Ogni tentativo di aprire la tomba fu vano. Imbattutosi nella
lettura delle Vite di Plutarco fu impressionato da un brano sulla vita di Teseo
dove si parla della gran pietra sotto la quale l’eroe avrebbe trovato gli
strumenti del suo destino, ma solo quando fosse diventato abbastanza grande da
sollevarla.
Così si disse che non era ancora il tempo per svelare quel
mistero.
Intanto il suo comportamento assumeva aspetti sempre più
strani. Passava le notti vagabondando per i cimiteri sentendo strane voci. Raccontava
aneddoti macabri su cadaveri che si rivoltavano nella tomba, e spesso si addormentava
davanti l’ingresso della tomba abbandonata.
Un giorno di questi, svegliato da quella che credette essere
una luce proveniente dal suo interno, come guidato da una strana forza, tornò a
casa e in una cassa trovò la chiave.
Aprì e scese nella cripta. Numerose bare sigillate in
diverso stato di conservazione, tra queste lesse la targa di Sir Geoffrey Hyde,
venuto nel Sussex nel 1640 e morto pochi anni prima.

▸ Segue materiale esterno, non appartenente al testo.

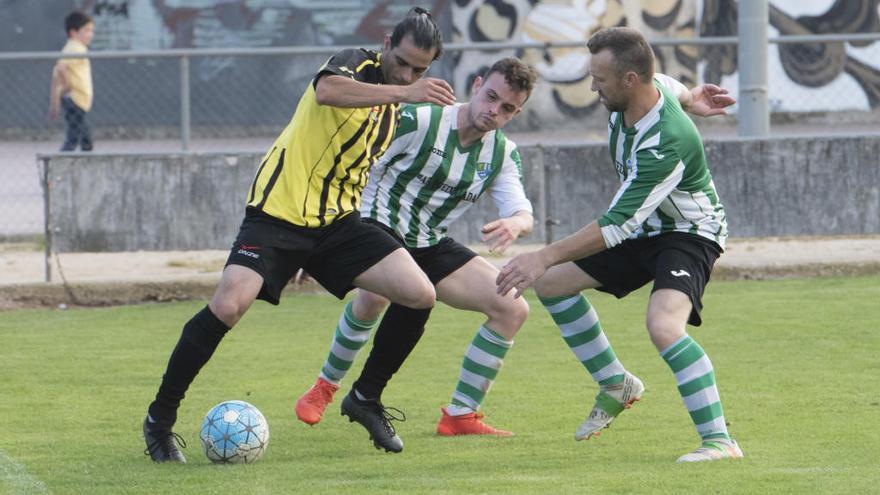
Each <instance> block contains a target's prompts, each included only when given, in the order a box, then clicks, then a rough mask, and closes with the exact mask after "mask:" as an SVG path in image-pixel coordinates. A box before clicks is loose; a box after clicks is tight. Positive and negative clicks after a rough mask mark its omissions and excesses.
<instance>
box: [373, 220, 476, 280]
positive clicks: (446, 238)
mask: <svg viewBox="0 0 880 495" xmlns="http://www.w3.org/2000/svg"><path fill="white" fill-rule="evenodd" d="M364 223H368V224H370V225H375V226H376V227H378V228H380V229H382V230H384V231H385V232H387V233H388V235H390V236H392V237H394V239H395V240H396V241H397V242H398V243H400V245H401V246H403V247H406V246H405V243H404V242H403V239H401V238H400V236H399V235H398V234H397V232H394V230H392V229H390V228H388V227H387V226H385V225H383V224H381V223H379V222H377V221H375V220H372V219H370V218H365V219H364ZM406 250H407V251H409V254H410V255H411V256H412V257H413V259H414V260H416V264H418V265H419V268H421V269H422V271H423V272H425V275H427V276H428V280H430V281H431V283H432V284H434V285H437V283H438V282H440V281H441V280H443V279H444V278H446V277H447V276H449V274H451V273H452V272H454V271H455V270H458V269H459V268H461V267H463V266H464V265H465V264H467V262H468V261H470V260H472V259H473V258H476V257H477V253H475V252H473V251H471V250H470V249H468V248H467V246H464V245H462V244H459V243H458V242H457V241H455V240H454V239H452V238H449V237H444V238H443V239H440V242H438V243H437V244H435V245H433V246H429V247H424V248H409V247H407V248H406Z"/></svg>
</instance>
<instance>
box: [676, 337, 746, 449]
mask: <svg viewBox="0 0 880 495" xmlns="http://www.w3.org/2000/svg"><path fill="white" fill-rule="evenodd" d="M660 356H661V357H662V358H663V360H664V361H666V364H668V365H669V368H671V369H672V372H673V373H675V383H677V384H678V393H680V394H681V398H682V399H683V400H684V405H685V407H687V410H688V413H690V415H691V420H693V422H694V425H696V427H697V432H698V433H699V434H700V437H702V438H703V440H713V439H725V440H730V436H729V435H728V434H727V425H726V424H725V422H724V411H723V409H722V408H721V399H720V397H719V396H718V387H717V386H716V385H715V370H714V369H713V368H712V362H711V361H709V356H707V355H706V353H705V352H704V351H703V348H702V347H700V344H698V343H697V342H696V341H695V340H694V339H692V338H691V337H690V336H689V335H688V334H685V335H684V337H682V338H680V339H678V341H677V342H675V343H674V344H672V345H670V346H669V347H667V348H666V349H665V350H663V351H662V352H661V353H660Z"/></svg>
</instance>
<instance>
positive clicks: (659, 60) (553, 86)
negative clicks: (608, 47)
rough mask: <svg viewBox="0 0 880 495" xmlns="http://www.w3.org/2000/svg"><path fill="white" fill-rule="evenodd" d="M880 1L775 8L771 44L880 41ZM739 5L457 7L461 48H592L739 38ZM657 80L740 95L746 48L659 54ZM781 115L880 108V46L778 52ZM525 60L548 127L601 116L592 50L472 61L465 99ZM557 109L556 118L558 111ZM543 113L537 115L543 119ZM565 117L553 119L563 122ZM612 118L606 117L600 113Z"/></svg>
mask: <svg viewBox="0 0 880 495" xmlns="http://www.w3.org/2000/svg"><path fill="white" fill-rule="evenodd" d="M878 1H880V0H858V1H852V0H847V1H844V0H816V1H813V2H803V1H802V0H771V2H770V26H769V27H768V34H769V35H770V36H775V35H779V34H810V33H858V32H877V31H878V30H880V24H878ZM736 4H737V2H736V1H735V0H652V1H639V0H482V1H470V2H468V1H458V2H455V3H454V4H453V6H452V18H453V36H454V39H455V40H456V41H462V42H479V41H505V40H511V41H527V42H547V41H586V40H587V39H588V38H589V37H590V35H591V34H592V33H593V32H595V31H596V30H598V29H601V28H603V27H609V26H631V27H634V28H636V29H639V30H640V31H642V32H643V33H645V35H646V36H647V37H648V39H652V38H690V37H696V36H731V35H733V36H735V35H736V34H737V31H736V29H737V11H736ZM654 51H655V55H656V57H657V70H659V71H662V72H664V73H667V74H669V75H671V76H673V77H676V78H678V79H679V80H681V81H683V82H685V83H686V84H694V83H697V82H715V83H718V82H720V83H722V84H724V85H725V86H727V87H729V88H731V89H733V90H734V91H736V89H737V79H736V75H737V72H736V71H737V69H736V64H737V60H736V53H737V52H736V46H735V45H726V46H714V47H713V46H710V47H702V48H698V47H696V46H677V47H666V46H664V47H655V50H654ZM770 51H771V53H770V71H769V77H770V81H769V84H770V93H771V94H770V101H771V104H772V106H773V110H774V111H823V110H838V109H850V108H852V109H862V110H868V109H873V108H877V107H878V106H880V72H878V68H880V63H878V61H880V42H877V43H869V42H866V43H828V44H780V45H771V47H770ZM505 55H517V56H520V57H523V58H524V59H525V60H527V61H528V62H529V63H531V64H533V65H534V66H535V67H536V68H537V69H538V71H539V73H540V74H541V79H542V82H543V84H541V85H540V86H539V87H538V89H536V92H535V94H534V95H533V96H532V99H533V100H537V103H533V104H532V105H531V107H532V108H537V109H540V110H539V112H540V113H541V121H542V122H552V121H554V120H555V121H560V122H562V121H563V120H565V119H568V120H571V118H572V117H575V118H578V117H584V116H589V115H593V114H594V112H595V111H596V110H597V109H598V102H597V99H596V97H595V94H594V93H592V92H591V91H590V90H589V87H590V77H589V74H588V70H587V67H588V65H589V52H588V51H587V49H586V48H585V47H573V48H550V49H540V50H535V49H526V50H514V49H510V50H499V51H496V52H492V53H478V52H464V53H463V54H461V55H460V56H459V59H458V60H456V62H457V63H456V70H455V74H454V83H455V87H456V88H457V90H458V91H459V93H461V92H463V91H465V92H466V91H467V90H468V89H469V88H470V82H471V81H472V80H473V78H474V77H476V75H478V74H479V73H480V72H481V71H482V70H484V69H485V68H486V67H488V65H489V64H491V63H492V62H493V61H494V60H496V59H497V58H499V57H501V56H505ZM550 109H552V111H551V110H550ZM533 111H534V110H533ZM554 112H555V113H556V114H557V115H555V116H554V115H552V114H553V113H554ZM599 115H602V112H599Z"/></svg>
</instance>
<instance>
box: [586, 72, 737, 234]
mask: <svg viewBox="0 0 880 495" xmlns="http://www.w3.org/2000/svg"><path fill="white" fill-rule="evenodd" d="M654 85H655V86H656V87H657V88H658V89H659V90H660V100H659V101H658V102H657V104H656V105H654V108H652V109H651V111H650V112H648V114H647V115H645V116H644V117H642V119H641V120H639V121H638V122H636V123H635V125H633V127H629V128H626V127H623V114H622V113H620V112H614V113H612V114H611V116H610V117H609V119H608V131H609V132H608V133H609V148H610V151H611V159H612V160H613V162H614V166H615V168H616V169H617V175H618V177H619V178H620V181H621V185H620V188H619V189H618V190H617V193H616V194H615V195H614V199H612V200H611V205H610V206H609V207H608V211H607V212H605V214H604V215H602V216H601V217H600V218H599V221H598V223H599V227H600V228H601V229H602V237H604V238H605V245H606V246H607V247H609V248H610V247H612V246H615V245H617V244H619V243H621V242H623V241H624V240H626V239H628V238H637V237H647V236H653V235H657V234H660V233H664V232H686V233H689V234H696V235H699V236H701V237H705V238H706V239H709V240H712V241H714V242H716V243H717V244H718V245H719V246H720V247H721V248H722V249H724V244H725V240H726V239H727V220H726V216H725V214H724V206H722V204H721V202H720V201H719V199H718V193H717V192H716V191H715V184H714V183H713V182H712V175H711V174H710V173H709V167H708V165H707V164H706V155H705V152H704V150H703V142H702V139H701V138H700V133H699V132H698V131H697V128H696V127H695V126H694V123H693V122H692V121H691V119H690V117H688V116H687V114H685V112H684V110H683V109H682V108H681V104H680V103H679V102H678V98H677V97H676V95H675V93H674V92H675V91H678V90H679V88H680V87H681V84H680V83H679V82H678V81H675V80H673V79H671V78H669V77H668V76H665V75H662V74H657V75H655V77H654Z"/></svg>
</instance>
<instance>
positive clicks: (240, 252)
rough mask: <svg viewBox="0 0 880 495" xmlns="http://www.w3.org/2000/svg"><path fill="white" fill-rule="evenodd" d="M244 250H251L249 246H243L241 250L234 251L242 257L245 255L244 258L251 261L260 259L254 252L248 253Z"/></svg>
mask: <svg viewBox="0 0 880 495" xmlns="http://www.w3.org/2000/svg"><path fill="white" fill-rule="evenodd" d="M246 248H251V246H245V245H242V246H241V248H240V249H239V250H238V251H236V253H238V254H243V255H245V256H249V257H251V258H253V259H255V260H256V259H260V255H259V254H257V253H255V252H253V251H249V250H248V249H246ZM251 249H252V248H251Z"/></svg>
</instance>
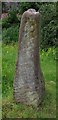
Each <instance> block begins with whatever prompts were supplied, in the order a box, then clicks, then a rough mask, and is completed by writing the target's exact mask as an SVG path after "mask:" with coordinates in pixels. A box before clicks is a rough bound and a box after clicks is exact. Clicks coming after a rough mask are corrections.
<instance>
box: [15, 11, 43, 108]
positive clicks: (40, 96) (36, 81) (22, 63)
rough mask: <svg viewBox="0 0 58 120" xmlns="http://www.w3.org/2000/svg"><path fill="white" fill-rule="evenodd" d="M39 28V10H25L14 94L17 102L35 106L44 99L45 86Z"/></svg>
mask: <svg viewBox="0 0 58 120" xmlns="http://www.w3.org/2000/svg"><path fill="white" fill-rule="evenodd" d="M39 29H40V14H39V12H36V11H35V10H34V9H29V10H27V11H26V12H24V13H23V15H22V19H21V25H20V33H19V49H18V61H17V65H16V75H15V80H14V96H15V100H16V101H17V102H21V103H24V104H27V105H33V106H35V107H37V106H38V105H39V104H40V103H41V101H42V100H43V96H44V88H45V87H44V80H43V74H42V72H41V66H40V56H39V41H40V40H39V36H40V32H39Z"/></svg>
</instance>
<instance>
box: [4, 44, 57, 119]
mask: <svg viewBox="0 0 58 120" xmlns="http://www.w3.org/2000/svg"><path fill="white" fill-rule="evenodd" d="M2 48H3V49H2V52H3V55H2V75H3V77H2V93H3V94H2V95H3V99H2V116H3V118H55V117H56V61H55V49H54V48H49V50H48V51H47V52H45V51H44V50H42V51H41V52H40V58H41V67H42V71H43V74H44V78H45V90H46V91H45V97H44V101H43V102H42V105H40V106H39V109H38V110H37V109H35V108H33V107H31V106H30V107H29V106H26V105H22V104H21V103H19V104H16V103H15V100H14V98H13V80H14V74H15V63H16V59H17V50H18V49H17V43H16V44H14V45H13V44H11V45H5V44H3V46H2Z"/></svg>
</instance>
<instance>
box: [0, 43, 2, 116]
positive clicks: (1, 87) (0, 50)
mask: <svg viewBox="0 0 58 120" xmlns="http://www.w3.org/2000/svg"><path fill="white" fill-rule="evenodd" d="M1 79H2V42H1V41H0V118H2V112H1V110H2V91H1V90H2V84H1Z"/></svg>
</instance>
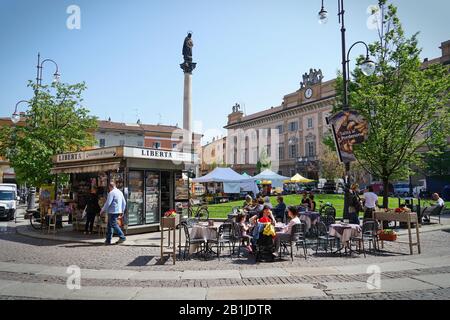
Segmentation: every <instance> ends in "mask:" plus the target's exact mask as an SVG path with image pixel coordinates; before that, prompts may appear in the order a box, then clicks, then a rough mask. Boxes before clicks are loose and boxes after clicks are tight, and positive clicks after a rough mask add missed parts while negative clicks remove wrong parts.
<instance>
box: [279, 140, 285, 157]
mask: <svg viewBox="0 0 450 320" xmlns="http://www.w3.org/2000/svg"><path fill="white" fill-rule="evenodd" d="M278 159H279V160H284V143H280V144H279V145H278Z"/></svg>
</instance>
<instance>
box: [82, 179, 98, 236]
mask: <svg viewBox="0 0 450 320" xmlns="http://www.w3.org/2000/svg"><path fill="white" fill-rule="evenodd" d="M100 210H101V208H100V206H99V204H98V194H97V189H96V188H93V189H92V190H91V193H90V194H89V196H88V198H87V202H86V225H85V227H84V234H88V233H89V234H92V231H93V230H94V221H95V217H96V216H97V215H98V214H99V213H100Z"/></svg>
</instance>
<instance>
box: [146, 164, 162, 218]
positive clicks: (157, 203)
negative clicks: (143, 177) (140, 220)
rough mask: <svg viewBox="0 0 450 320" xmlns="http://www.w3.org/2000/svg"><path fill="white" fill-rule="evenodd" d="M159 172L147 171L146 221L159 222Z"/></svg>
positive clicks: (146, 195)
mask: <svg viewBox="0 0 450 320" xmlns="http://www.w3.org/2000/svg"><path fill="white" fill-rule="evenodd" d="M158 213H159V173H158V172H150V171H149V172H147V174H146V178H145V223H147V224H149V223H158V222H159V214H158Z"/></svg>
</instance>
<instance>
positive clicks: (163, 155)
mask: <svg viewBox="0 0 450 320" xmlns="http://www.w3.org/2000/svg"><path fill="white" fill-rule="evenodd" d="M123 155H124V157H128V158H139V159H153V160H170V161H177V162H178V161H179V162H192V156H193V155H192V154H190V153H185V152H177V151H165V150H157V149H145V148H128V147H125V148H124V152H123Z"/></svg>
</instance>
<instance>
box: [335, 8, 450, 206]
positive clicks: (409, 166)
mask: <svg viewBox="0 0 450 320" xmlns="http://www.w3.org/2000/svg"><path fill="white" fill-rule="evenodd" d="M386 2H387V1H386V0H382V1H380V3H381V4H382V8H381V10H382V11H381V16H382V18H383V20H382V21H381V23H380V27H379V39H378V40H377V41H376V42H375V43H373V44H371V45H370V46H369V49H370V53H371V55H372V57H374V58H375V62H376V64H377V70H376V72H375V74H374V75H373V76H370V77H366V76H364V75H363V74H362V72H361V70H360V69H359V68H356V69H355V70H354V72H353V77H354V81H353V82H352V83H351V84H350V87H349V93H350V97H349V101H350V106H351V108H352V109H354V110H357V111H358V112H359V113H360V114H361V115H363V116H364V117H365V118H366V119H367V121H368V123H369V125H370V133H369V139H368V140H367V142H365V143H363V144H361V145H359V146H356V148H355V155H356V157H357V159H358V162H359V163H360V165H361V166H362V167H363V168H365V169H366V170H367V171H368V172H370V173H371V174H372V175H373V176H377V177H380V178H381V179H382V181H383V184H384V194H383V196H384V201H383V205H384V206H385V207H387V206H388V190H389V188H388V184H389V181H393V180H396V179H402V178H405V177H407V176H408V174H409V173H410V172H409V171H410V167H411V166H413V165H419V164H420V162H421V161H423V153H420V152H418V151H420V150H421V149H422V148H423V147H426V146H442V145H443V144H444V143H446V139H447V135H448V132H449V128H450V125H449V119H450V117H449V98H450V94H449V92H450V75H449V69H448V67H446V66H443V65H441V64H433V65H430V66H427V67H426V68H423V66H422V63H421V59H420V53H421V49H419V47H418V40H417V34H415V35H413V36H412V37H406V36H405V32H404V30H403V27H402V24H401V22H400V20H399V18H398V16H397V8H396V7H395V6H394V5H392V4H390V5H388V6H387V7H386V6H385V5H386ZM361 59H362V57H361ZM340 81H341V83H342V79H340ZM338 82H339V81H338ZM338 93H339V91H338ZM340 93H342V91H341V92H340ZM444 141H445V142H444Z"/></svg>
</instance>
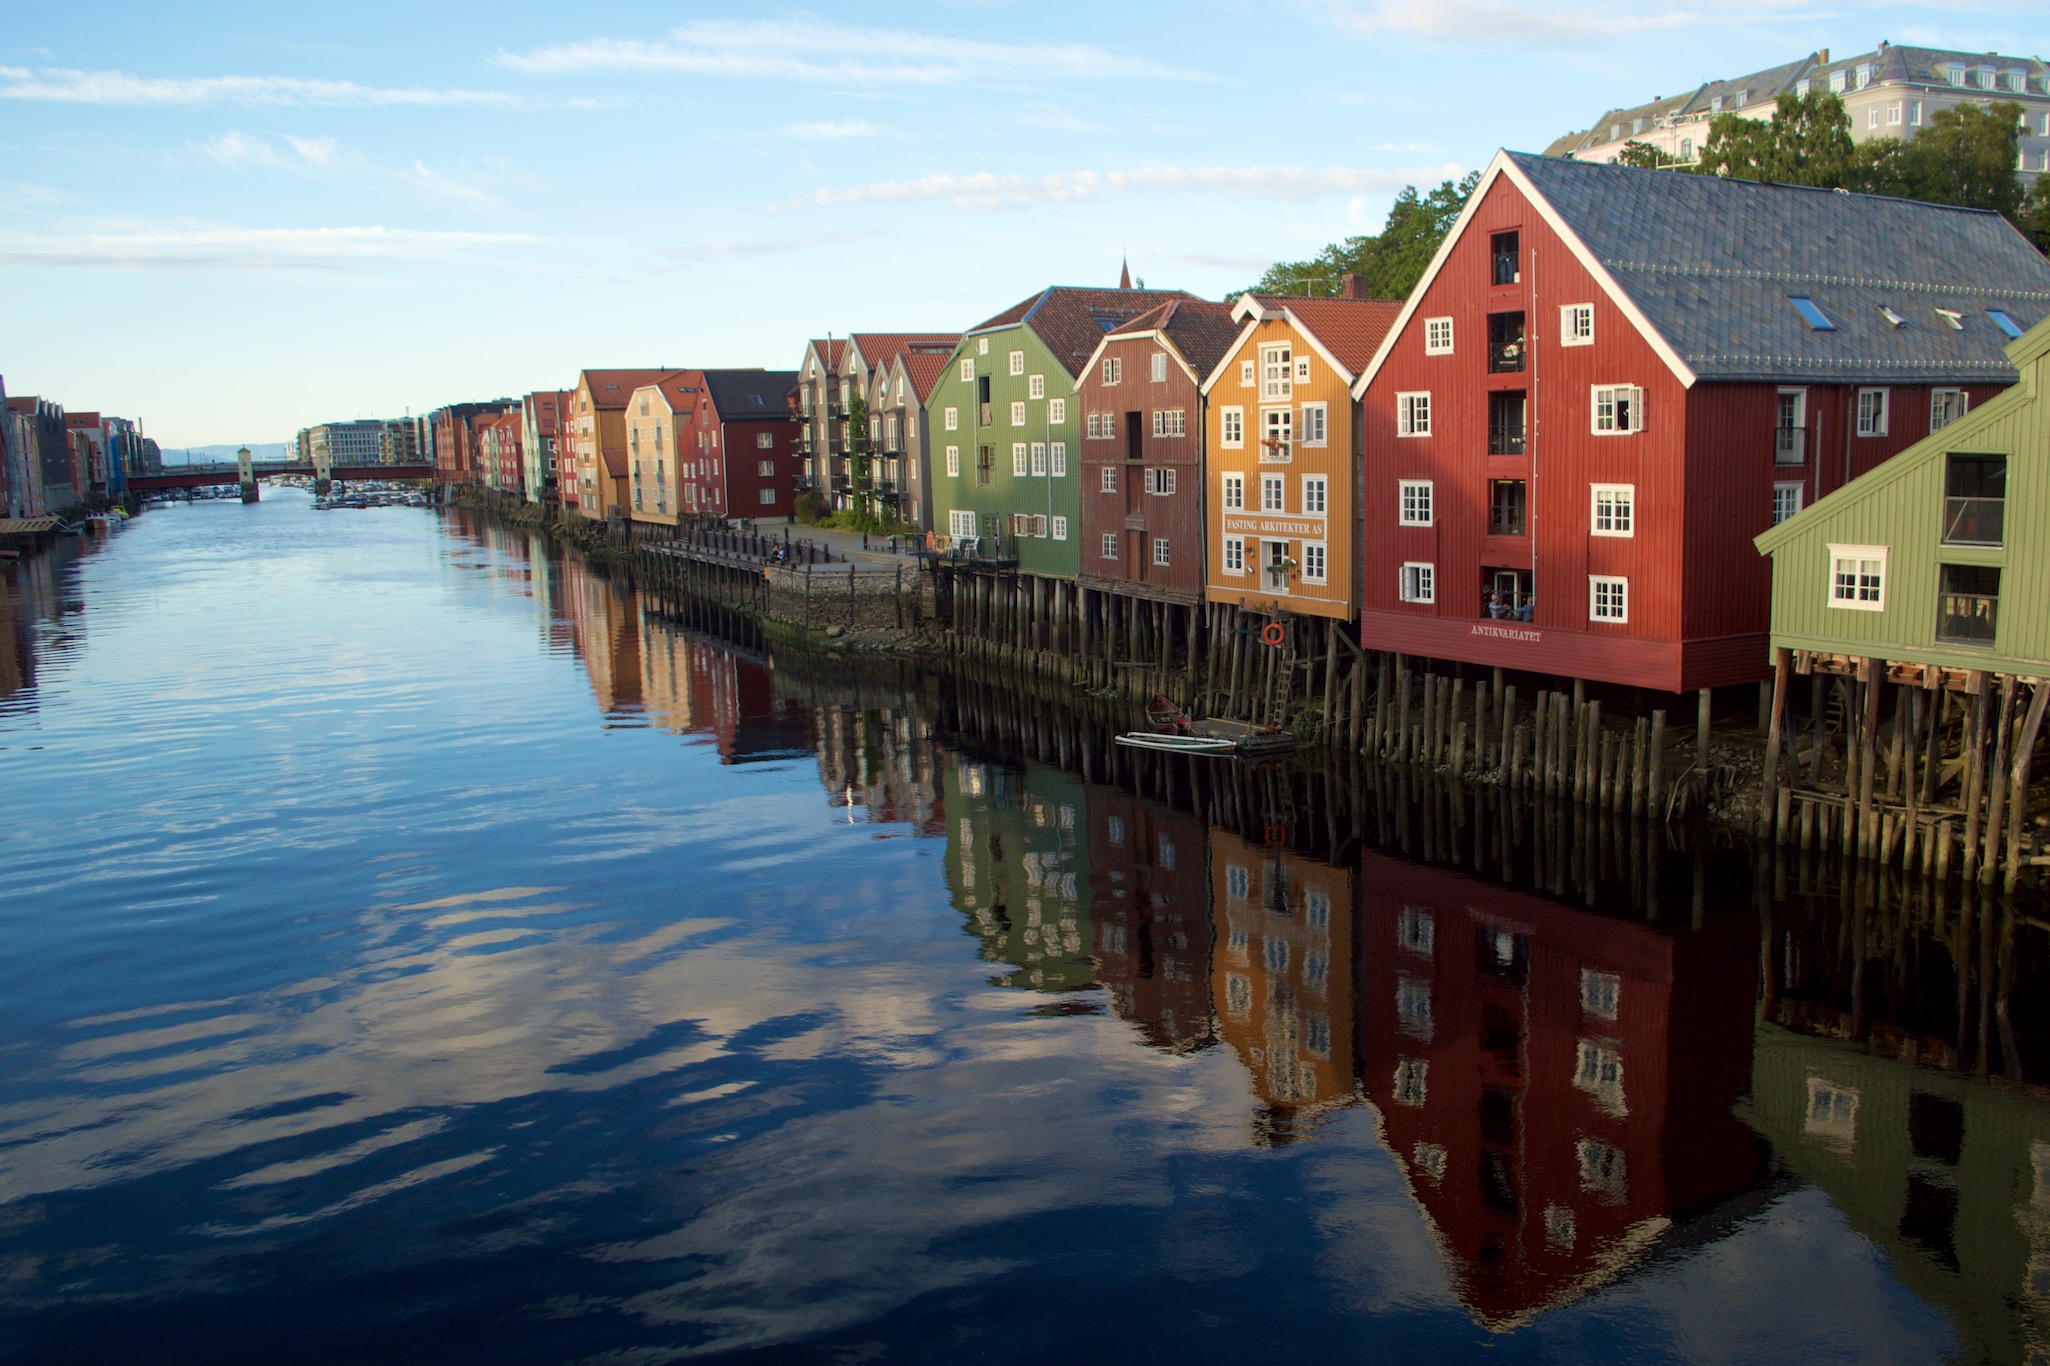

Vicino vi era un’altra bara aperta e in buono stato con inciso
solo un nome di battesimo. Un impulso inspiegabile lo portò a spegnere la
candela e sdraiarvisi dentro.
Per lui divenne un ossessione recarsi alla cripta ed il suo
comportamento continuava ad essere sempre più preoccupante. Il suo linguaggio
diventò più arcaico sfoggiando un’erudizione straordinaria e spesso componeva
versi leziosi e indecenti. Inoltre in quel periodo sviluppò un innato
terrore del fuoco e dei temporali.
I genitori preoccupati incaricarono un servitore di seguirlo
nei suoi girovagare. Da prima temette di essere stato scoperto ma la spia
riferì soltanto che il giovane si era intrattenuto nella radura ai piedi della
collina. A quanto pare non aveva visto nel la tomba ne egli che vi entrava.
Una notte si presentò a Jarvas uno spettacolo insolito.
La dimora distrutta ormai da più di un secolo si mostrava in
tutto il suo splendore e un numeroso stuolo di ospiti occupava le stanze
illuminate. Si mescolò alla folla ed entrò alla festa dove si lascò andare al
turpiloquio e alle bestemmie.
D’un tratto ci fu un tuono e divampò un incendio. Nel caos
Jarvas rimase pietrificato mentre tutti fuggivano e le fiamme lo divoravano. Quando
si riprese, ridestandosi da quella che era un’allucinazione, si trovò tra le
braccia di due uomini mentre il padre osservava addolorato alla scena,
soprattutto quando Jarvas cominciò ad urlare di voler essere sepolto nella
tomba.
Nel punto in cui si abbatté il fulmine fu rinvenuta una
scatola contenete numerose carte e oggetti di valore tra cui una statuetta in
porcellana raffigurante un giovanotto con parrucca a boccoli del Settecento con
iniziali J.H.
Il giorno dopo fu internato.
I medici provarono compassione sentendo il suo racconto, per
giunta senza una prova tangibile dato che la cripta risultava chiusa e non
forzata e la chiave perduta. Alcuni testimoni affermano di aver visto il
ragazzo recarsi alla radura ma mai entrare nella tomba.
Hiram, un fedele servitore afferma di aver forzato la porta
ed essere entrato. Li ha trovato una tomba vuota con una targa d’argento con su
inciso “Jarvas”. "In quel loculo e in quella bara hanno promesso di seppellirmi".